The stout detective headed the lost and found department. He was only ever called on to detect things that were lost: dogs, shoes, mittens, kites and balloons etc.
But stolen goods? Never.
The stout detective absentmindedly toyed with the gummy bear door knocker and asked Mrs. Tuttle if she noticed anyone different in the neighborhood.
“Well,” she said, “there’s the Graham Cracker family. They moved in down the street a month or so ago. They seem nice, considering they’re not gingerbread people. We had them over for milk the other night. They were dull as horse shoes, but harmless enough.
“Their little dog Marshmallow was a handful, though. Very feisty. Nipping at the pretzel stick logs in the fireplace and chewing on Grampa’s sugar cane pipe.”
“The Graham Crackers and Marshmallow, you say,” said the stout detective. “I’d like to pay them a visit. What do these Graham Crackers look like?”
“Oh,” said Mrs. Tuttle, “they don’t look like gingerbread people. They’re brown like us, but not as decorated. Plain is a word that comes to mind. I guess you could say they were rectangular. Though, I thought they were quite the squares."
Mrs. Tuttle laughed so hard at her little joke that gingerbread crumbs sprayed out of her nose.
“Quite amusing,” said the stout detective. Though he didn’t so much as smile at the joke.
“I’ll go have a talk with these Graham Crackers,” he said. “ Thank you for your time.”
When the stout detective approached the Graham Cracker home he was overcome with the unmistakable smell of a campfire and the yapping of a dog.

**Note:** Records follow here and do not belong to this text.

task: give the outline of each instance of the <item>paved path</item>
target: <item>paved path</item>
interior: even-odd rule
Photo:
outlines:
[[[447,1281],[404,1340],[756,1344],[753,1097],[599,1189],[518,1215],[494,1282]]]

The stout detective got down on all fours and approached a nearby dog house.
The first thing he noticed was the snarling yellow teeth of Marshmallow as he lay atop a pile of chocolate doorknobs.
“Gotcha!” said the stout detective. “Come out slow and no one gets hurt!”
Marshmallow thought for a moment, then grabbed as many chocolate doorknobs as he could manage and dashed out the back door on his hind legs, with the stout detective giving chase.
“Stop! Thief!” he said.
His shouting so startled Marshmallow that the dog stumbled and fell into the campfire that was roaring in the backyard.
Mrs. Graham Cracker shrieked at the mishap and plucked her gooey mess of a dog out of the fire, holding him tight in her arms.
After comforting the dog, she then bent over to place him in his favorite seat around the campfire. But when she stood up, the dog came up with her. It being stuck to her flat and crumby chest like hot tar on a tin roof.
And the harder she tried to dislodge Marshmallow, and his load of chocolate, the more distorted he became.
Mr. Graham Cracker, who had been napping in the hammock, was unaware of her predicament. And, upon waking and seeing his Marshmallow in the loving arms of his wife, decided to run in for a group hug.
The tight, loving embrace caused Mr. Graham Cracker to bond with his wife and dog in a way he had not anticipated and they promptly suffocated.
The rest, you could say, is campfire history.
The stout detective, wishing to avoid a lot of paperwork, and, having already missed breakfast and lunch, decided to eat the evidence.
No one’s going to believe this stuff, anyway, he said to himself. The Graham Crackers and a dog named Marshmallow? Ha!
After a few bites, the stout detective leaned back in the camping chair and licked at the gooey mess on his finger tips.
“These Graham Crackers may be plain,” he said, “but damn are they tasty when you put something in ‘em!”